Sebagian ramalan Keynes jauh dari kenyataan. Kekayaan memang semakin berlimpah, dibuktikan dengan PDB per kapita Eropa Barat dan Amerika Utara naik empat kali lipat antara awal 1930-akhir 2000-an. Tapi sama sekali tak ada tanda-tanda pengurangan jam kerja (2028 hanya tinggal 7 tahun lagi!). Lewis dan Stronge mengutip beberapa riset di Eropa Barat dan Amerika Utara yang menyatakan sebaliknya. Agar lebih kontekstual, saya mengutip laporan Badan Pusat Statistik (BPS) Indonesia tahun lalu yang menyebut rata-rata penduduk usia 15 tahun ke atas menghabiskan waktu 41,49 jam per pekan untuk kerja pada 2019. Jika dirinci, ada 29 persen yang masih bekerja lebih dari 48 jam per pekan. Tahun lalu rata-rata jam kerja memang berkurang 7 persen, tapi itu pun karena pandemi Covid-19 dan berimplikasi pada penurunan upah.

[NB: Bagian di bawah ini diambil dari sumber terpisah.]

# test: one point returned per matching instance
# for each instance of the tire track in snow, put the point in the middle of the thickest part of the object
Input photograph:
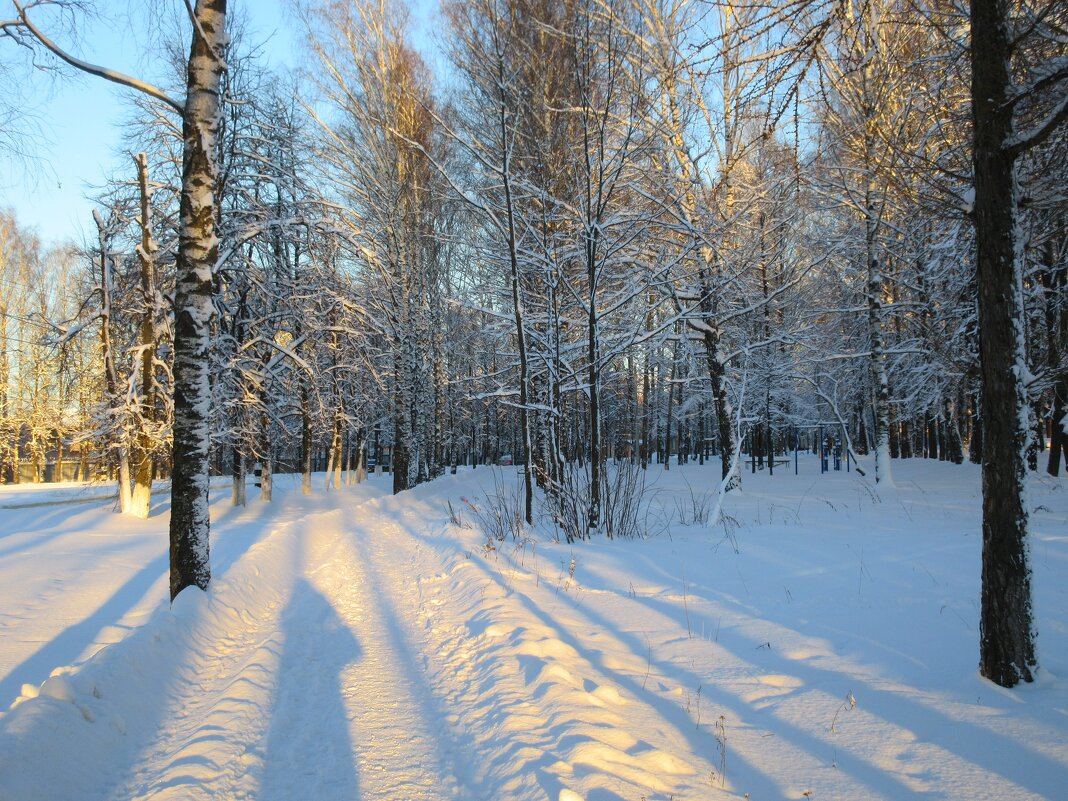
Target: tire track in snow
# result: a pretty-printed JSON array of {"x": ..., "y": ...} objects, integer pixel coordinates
[{"x": 397, "y": 740}]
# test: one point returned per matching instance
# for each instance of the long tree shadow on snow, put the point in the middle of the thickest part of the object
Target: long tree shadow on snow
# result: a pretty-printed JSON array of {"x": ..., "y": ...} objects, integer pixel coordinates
[
  {"x": 67, "y": 645},
  {"x": 309, "y": 751}
]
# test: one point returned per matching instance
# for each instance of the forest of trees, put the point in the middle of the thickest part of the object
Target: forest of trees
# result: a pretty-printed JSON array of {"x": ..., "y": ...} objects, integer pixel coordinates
[{"x": 609, "y": 233}]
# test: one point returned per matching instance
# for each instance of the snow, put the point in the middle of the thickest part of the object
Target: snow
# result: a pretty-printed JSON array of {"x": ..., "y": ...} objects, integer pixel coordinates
[{"x": 821, "y": 640}]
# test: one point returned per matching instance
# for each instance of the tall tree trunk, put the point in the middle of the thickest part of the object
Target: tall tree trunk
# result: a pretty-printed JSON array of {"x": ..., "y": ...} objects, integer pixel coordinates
[
  {"x": 238, "y": 495},
  {"x": 198, "y": 254},
  {"x": 266, "y": 464},
  {"x": 1006, "y": 637},
  {"x": 305, "y": 441},
  {"x": 110, "y": 370},
  {"x": 141, "y": 500}
]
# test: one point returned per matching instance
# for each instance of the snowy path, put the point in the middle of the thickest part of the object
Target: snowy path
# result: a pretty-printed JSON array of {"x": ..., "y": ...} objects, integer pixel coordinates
[
  {"x": 309, "y": 697},
  {"x": 357, "y": 646}
]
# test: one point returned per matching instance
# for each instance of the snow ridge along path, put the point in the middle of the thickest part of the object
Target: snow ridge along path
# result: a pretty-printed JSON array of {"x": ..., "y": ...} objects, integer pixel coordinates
[{"x": 361, "y": 646}]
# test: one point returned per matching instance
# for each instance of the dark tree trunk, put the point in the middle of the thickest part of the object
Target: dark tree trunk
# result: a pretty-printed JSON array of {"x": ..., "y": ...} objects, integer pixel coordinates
[{"x": 1006, "y": 638}]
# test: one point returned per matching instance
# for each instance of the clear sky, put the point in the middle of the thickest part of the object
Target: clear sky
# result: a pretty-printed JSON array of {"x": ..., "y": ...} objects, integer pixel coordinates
[{"x": 80, "y": 115}]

Kegagalan prediksi ini, kata Lewis dan Stronge, karena Keynes gagal mengurai duduk perkara. Bahwa pengurangan jam kerja yang terjadi berangsur pada akhir abad ke-19 sampai awal abad ke-20 buka hasil dari hukum ekonomi, tapi upaya radikal dari serikat pekerja. Lewis dan Stronge mengatakan Keynes mengabaikan “politik distribusi” yang memungkinkan perubahan terjadi. “Tanpa tekanan–sering kali dari serikat pekerja–jam kerja per pekan masih bisa sekitar tujuh puluh jam per pekan,” tulis keduanya.
Dalam ekonomi kapitalis, panjang-pendeknya waktu kerja bukan soal inovasi terkini. Tak ada determinasi teknologi di sini. Teknologi yang dikuasai kapitalis, sebagaimana tampak dari fenomena ekonomi platform hari ini, justru semakin mengintensifikasi eksploitasi. Maka pemendekan waktu kerja adalah persoalan politik atau berada dalam lokus perjuangan kelas.

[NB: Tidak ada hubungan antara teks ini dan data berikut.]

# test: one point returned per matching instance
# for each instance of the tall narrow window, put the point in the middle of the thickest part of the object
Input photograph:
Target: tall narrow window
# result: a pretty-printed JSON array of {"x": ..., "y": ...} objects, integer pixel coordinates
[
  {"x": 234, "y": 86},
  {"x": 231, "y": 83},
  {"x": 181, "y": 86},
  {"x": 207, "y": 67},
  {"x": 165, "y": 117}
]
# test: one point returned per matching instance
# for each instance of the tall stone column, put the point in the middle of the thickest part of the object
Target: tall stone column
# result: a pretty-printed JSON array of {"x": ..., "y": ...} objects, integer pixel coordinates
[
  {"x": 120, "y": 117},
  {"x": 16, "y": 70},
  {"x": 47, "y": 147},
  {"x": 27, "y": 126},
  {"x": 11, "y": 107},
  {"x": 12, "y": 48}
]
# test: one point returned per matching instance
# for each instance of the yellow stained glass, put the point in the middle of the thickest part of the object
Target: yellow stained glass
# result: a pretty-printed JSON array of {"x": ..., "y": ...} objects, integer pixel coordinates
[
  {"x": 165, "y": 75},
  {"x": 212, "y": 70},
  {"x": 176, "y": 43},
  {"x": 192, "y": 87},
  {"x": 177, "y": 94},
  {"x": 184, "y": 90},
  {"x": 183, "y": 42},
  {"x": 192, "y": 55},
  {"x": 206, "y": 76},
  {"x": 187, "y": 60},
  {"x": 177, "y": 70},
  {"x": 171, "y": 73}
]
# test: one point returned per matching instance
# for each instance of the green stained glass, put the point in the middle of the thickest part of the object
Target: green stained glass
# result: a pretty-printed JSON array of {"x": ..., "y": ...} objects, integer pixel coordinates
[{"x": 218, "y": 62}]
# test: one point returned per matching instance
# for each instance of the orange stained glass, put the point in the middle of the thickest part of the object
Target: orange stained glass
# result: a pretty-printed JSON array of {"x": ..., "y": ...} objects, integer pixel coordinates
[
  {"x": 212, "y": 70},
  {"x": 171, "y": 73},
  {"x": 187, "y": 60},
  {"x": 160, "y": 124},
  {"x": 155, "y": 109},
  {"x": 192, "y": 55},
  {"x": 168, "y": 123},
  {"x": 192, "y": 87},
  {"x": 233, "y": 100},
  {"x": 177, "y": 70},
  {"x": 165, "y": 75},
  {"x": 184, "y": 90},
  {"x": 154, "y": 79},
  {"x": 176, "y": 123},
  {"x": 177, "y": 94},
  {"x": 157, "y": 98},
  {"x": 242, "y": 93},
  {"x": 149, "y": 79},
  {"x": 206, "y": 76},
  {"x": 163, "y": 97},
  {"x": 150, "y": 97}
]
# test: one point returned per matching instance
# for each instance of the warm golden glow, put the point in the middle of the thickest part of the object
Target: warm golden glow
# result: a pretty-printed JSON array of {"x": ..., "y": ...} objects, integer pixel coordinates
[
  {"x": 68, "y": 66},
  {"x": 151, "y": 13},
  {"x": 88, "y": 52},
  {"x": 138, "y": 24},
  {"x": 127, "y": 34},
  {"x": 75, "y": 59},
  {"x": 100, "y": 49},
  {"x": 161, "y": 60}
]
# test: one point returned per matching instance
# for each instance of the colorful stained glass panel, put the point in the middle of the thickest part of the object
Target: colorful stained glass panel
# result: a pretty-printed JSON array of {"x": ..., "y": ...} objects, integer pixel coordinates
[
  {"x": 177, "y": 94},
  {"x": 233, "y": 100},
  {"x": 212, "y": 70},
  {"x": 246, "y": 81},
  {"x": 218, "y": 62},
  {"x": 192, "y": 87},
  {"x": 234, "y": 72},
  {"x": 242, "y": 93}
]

Jam kerja panjang kunci eksploitasi
“Mempertanyakan kenapa begitu banyak waktu kita dihabiskan oleh pekerjaan,” kata Lewis dan Stronge, “membantu kita memahami mengapa sepanjang sejarah semua pekerja telah berjuang melawan panjangnya minggu kerja.”
Untuk menjawab pertanyaan itu mereka kembali ke Karl Marx, orang Jerman yang mendedikasikan seumur hidupnya untuk pembebasan proletariat dan untuk itu membuat sebuah buku yang menguliti kapitalisme sampai ke akar-akarnya, Kapital (1867). Dalam buku itu Marx menguraikan perkara hari kerja dalam satu bab tersendiri (Jilid I, bab 10). Di sana Marx menjelaskan bagaimana hari kerja adalah kunci untuk memahami bagaimana eksploitasi kapitalisme bekerja.

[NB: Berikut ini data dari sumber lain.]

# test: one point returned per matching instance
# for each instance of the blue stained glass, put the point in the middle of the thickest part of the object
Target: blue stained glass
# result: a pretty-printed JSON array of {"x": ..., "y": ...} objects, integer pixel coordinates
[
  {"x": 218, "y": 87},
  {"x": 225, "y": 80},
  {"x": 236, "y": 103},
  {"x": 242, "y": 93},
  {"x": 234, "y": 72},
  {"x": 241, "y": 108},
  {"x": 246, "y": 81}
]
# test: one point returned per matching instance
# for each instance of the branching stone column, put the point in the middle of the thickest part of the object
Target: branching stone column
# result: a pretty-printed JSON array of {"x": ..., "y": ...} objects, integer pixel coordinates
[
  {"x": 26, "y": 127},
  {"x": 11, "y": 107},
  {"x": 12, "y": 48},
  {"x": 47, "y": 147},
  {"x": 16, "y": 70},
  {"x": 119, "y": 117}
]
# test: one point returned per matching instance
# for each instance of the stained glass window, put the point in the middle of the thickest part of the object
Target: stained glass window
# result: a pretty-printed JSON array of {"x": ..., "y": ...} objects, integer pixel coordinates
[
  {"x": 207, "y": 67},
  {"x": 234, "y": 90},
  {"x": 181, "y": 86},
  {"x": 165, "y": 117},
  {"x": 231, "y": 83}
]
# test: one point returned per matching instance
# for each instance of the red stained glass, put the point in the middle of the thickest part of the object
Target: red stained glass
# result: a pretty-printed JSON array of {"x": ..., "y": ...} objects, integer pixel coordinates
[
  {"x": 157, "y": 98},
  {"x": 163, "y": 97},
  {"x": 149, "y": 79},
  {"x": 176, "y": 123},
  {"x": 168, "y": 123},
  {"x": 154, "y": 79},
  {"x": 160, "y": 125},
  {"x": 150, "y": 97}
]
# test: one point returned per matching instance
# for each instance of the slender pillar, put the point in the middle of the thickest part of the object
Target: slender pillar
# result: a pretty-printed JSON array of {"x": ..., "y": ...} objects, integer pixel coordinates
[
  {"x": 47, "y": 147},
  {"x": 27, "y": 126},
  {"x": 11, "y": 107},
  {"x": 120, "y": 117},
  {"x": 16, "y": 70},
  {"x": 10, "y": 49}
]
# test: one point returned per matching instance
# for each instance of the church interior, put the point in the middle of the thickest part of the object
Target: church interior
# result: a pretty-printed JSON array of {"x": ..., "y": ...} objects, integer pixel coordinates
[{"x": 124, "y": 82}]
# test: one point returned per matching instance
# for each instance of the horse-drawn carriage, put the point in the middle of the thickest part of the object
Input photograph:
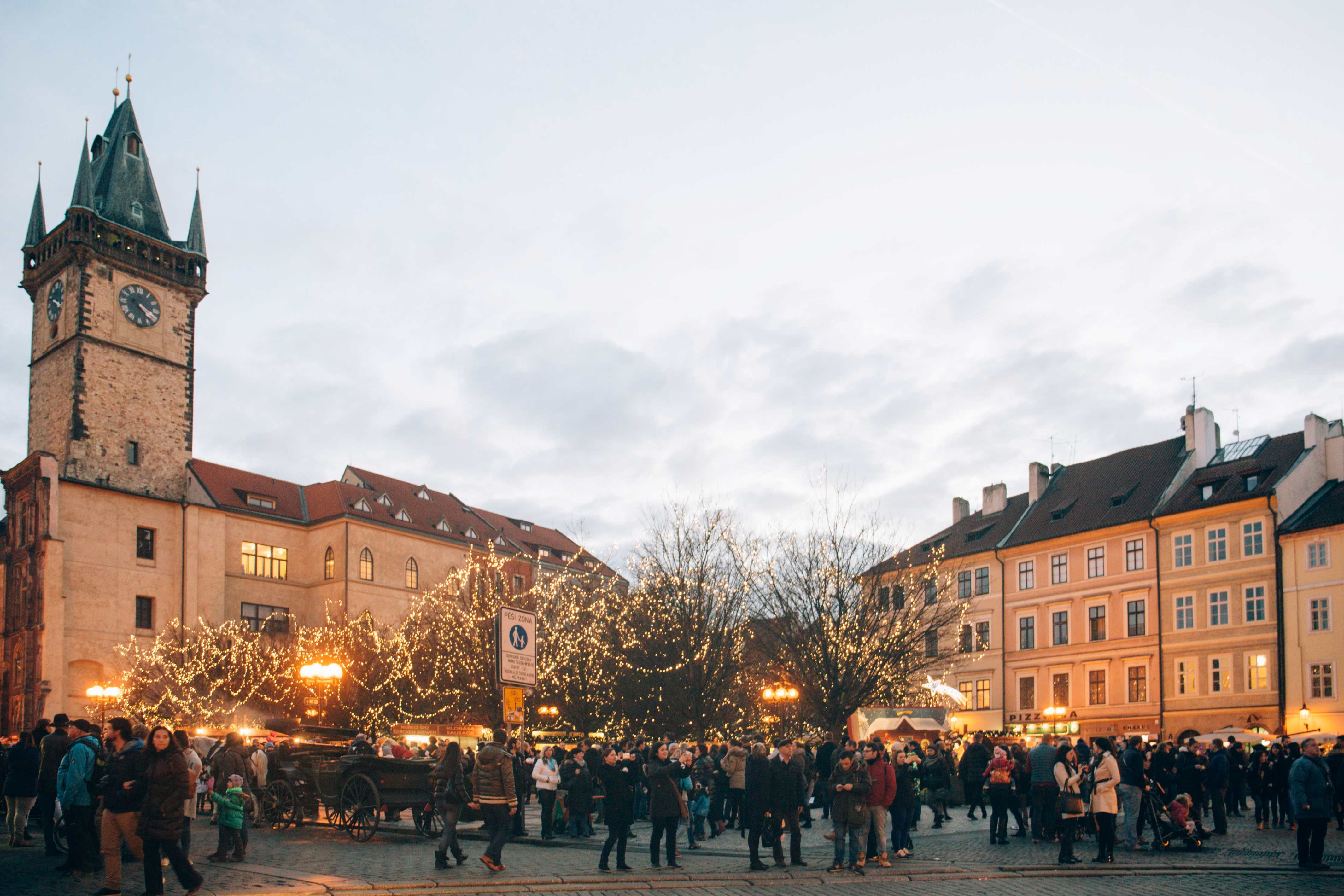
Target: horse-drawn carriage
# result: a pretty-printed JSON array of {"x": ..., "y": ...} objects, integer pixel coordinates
[{"x": 353, "y": 790}]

Untuk memproduksi sesuatu, kapitalis butuh apa yang disebut kapital konstan (alat-alat produksi dan bahan baku) dan kapital variabel (tenaga kerja). Kapital konstan hanya dapat bekerja jika ia diberi “sentuhan” oleh kapital variabel. Membiarkan kapital konstan tak bekerja jelas menyebabkan kerugian. Kapitalis bahkan kemudian menerapkan sistem shift (sekarang umumnya satu hari dibagi tiga) agar mesin tetap berjalan tanpa putus.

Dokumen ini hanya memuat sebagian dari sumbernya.